When beginning a new track, her go-to instruments are the guitar or synth, but she also loves her sitar and has experience working with classical Thai music, Middle Eastern ensemble and gamelan, Indonesian percussion. Vocals usually come towards the end of the process as she doesn’t just rely on lyrics to convey her desired message, that’s the job of her instruments too.

“I’m trying to make music that people will have an emotional response to, that’s really my main aim. That’s what I think about when I’m making music and I think I’ve succeeded because I’ve been getting pretty crazy stories from people listening to my record all around the world saying it makes them cry and think about stuff they haven’t thought about for ages.

“The main thing I want to do is create music which evokes that emotional response, whether it’s good or bad. I just don’t want music that someone listens to and then forgets about two minutes later. I feel that happens a lot. Obviously, everyone’s tastes are different and there will be people who listen to my music who don’t like it, but for the people who could like it, I just want it to trigger some sort of connection with them. Whatever that is.”

 

On September 15 Nabihah will make her Irish debut with a DJ set in The Sewing Factory as part of Dublin Fringe Festival. Those in attendance are in for a night filled with sounds from across the globe, tied together seamlessly by the eclectic selector.

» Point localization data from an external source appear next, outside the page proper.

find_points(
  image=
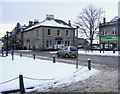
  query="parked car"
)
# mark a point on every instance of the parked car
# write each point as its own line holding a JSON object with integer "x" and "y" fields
{"x": 80, "y": 46}
{"x": 95, "y": 48}
{"x": 67, "y": 51}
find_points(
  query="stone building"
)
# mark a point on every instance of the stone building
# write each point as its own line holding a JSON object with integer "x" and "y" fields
{"x": 48, "y": 34}
{"x": 109, "y": 34}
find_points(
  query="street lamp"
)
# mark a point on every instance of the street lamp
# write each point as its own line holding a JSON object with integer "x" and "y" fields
{"x": 76, "y": 46}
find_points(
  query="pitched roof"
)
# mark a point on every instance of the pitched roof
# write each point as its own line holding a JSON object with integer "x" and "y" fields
{"x": 51, "y": 23}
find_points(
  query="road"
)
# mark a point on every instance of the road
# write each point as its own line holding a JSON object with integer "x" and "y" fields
{"x": 108, "y": 60}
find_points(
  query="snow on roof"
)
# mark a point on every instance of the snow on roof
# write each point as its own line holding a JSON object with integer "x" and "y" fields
{"x": 52, "y": 23}
{"x": 94, "y": 41}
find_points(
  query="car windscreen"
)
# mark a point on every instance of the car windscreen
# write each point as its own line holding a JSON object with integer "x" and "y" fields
{"x": 72, "y": 48}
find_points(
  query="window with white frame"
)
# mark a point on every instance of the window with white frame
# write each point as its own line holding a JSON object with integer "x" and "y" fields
{"x": 31, "y": 44}
{"x": 49, "y": 32}
{"x": 37, "y": 44}
{"x": 58, "y": 33}
{"x": 67, "y": 43}
{"x": 104, "y": 32}
{"x": 67, "y": 33}
{"x": 48, "y": 43}
{"x": 114, "y": 31}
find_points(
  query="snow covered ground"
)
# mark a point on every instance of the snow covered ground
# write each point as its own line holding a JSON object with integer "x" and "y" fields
{"x": 89, "y": 52}
{"x": 40, "y": 74}
{"x": 105, "y": 53}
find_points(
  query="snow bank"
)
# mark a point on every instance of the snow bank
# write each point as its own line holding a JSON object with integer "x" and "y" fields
{"x": 40, "y": 74}
{"x": 106, "y": 53}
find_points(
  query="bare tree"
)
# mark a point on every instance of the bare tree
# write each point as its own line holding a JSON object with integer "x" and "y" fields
{"x": 89, "y": 20}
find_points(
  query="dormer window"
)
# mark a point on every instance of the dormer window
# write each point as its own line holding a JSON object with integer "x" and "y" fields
{"x": 49, "y": 32}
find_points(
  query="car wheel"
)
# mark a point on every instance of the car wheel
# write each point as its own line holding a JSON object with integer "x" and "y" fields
{"x": 66, "y": 55}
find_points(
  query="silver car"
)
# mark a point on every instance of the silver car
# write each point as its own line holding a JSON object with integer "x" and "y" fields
{"x": 67, "y": 51}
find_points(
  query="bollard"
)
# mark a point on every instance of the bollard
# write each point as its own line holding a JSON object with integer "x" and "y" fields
{"x": 21, "y": 84}
{"x": 34, "y": 56}
{"x": 89, "y": 64}
{"x": 53, "y": 58}
{"x": 20, "y": 54}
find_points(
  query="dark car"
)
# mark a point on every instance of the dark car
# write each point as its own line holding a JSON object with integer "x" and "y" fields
{"x": 67, "y": 51}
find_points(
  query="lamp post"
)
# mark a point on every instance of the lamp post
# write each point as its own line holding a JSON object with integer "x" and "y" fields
{"x": 76, "y": 46}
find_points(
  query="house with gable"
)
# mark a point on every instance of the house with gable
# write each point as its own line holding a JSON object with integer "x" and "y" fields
{"x": 48, "y": 34}
{"x": 109, "y": 34}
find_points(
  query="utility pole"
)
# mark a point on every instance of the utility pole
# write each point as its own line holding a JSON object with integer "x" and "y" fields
{"x": 77, "y": 46}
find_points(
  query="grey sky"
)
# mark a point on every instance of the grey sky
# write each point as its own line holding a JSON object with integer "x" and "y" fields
{"x": 23, "y": 12}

“Whenever I DJ I just want to make everybody dance. My musical taste is really broad and that is definitely reflected in my DJ sets. I try and play a lot of different things and mix them together in an unexpected way… I just try to get everybody on a journey of feeling good on a dance floor, because that’s what the role of a DJ is.

“Hopefully it will be a fun night. I think it will be because there’s so much cool music from Dublin and there’s loads of people that I’ve been in touch with over the last couple of years, different DJs and producers, and I can’t wait to meet them!”

Nabihah Iqbal plays a District Magazine x Dublin Fringe Festival party at The Sewing Factory on September 15.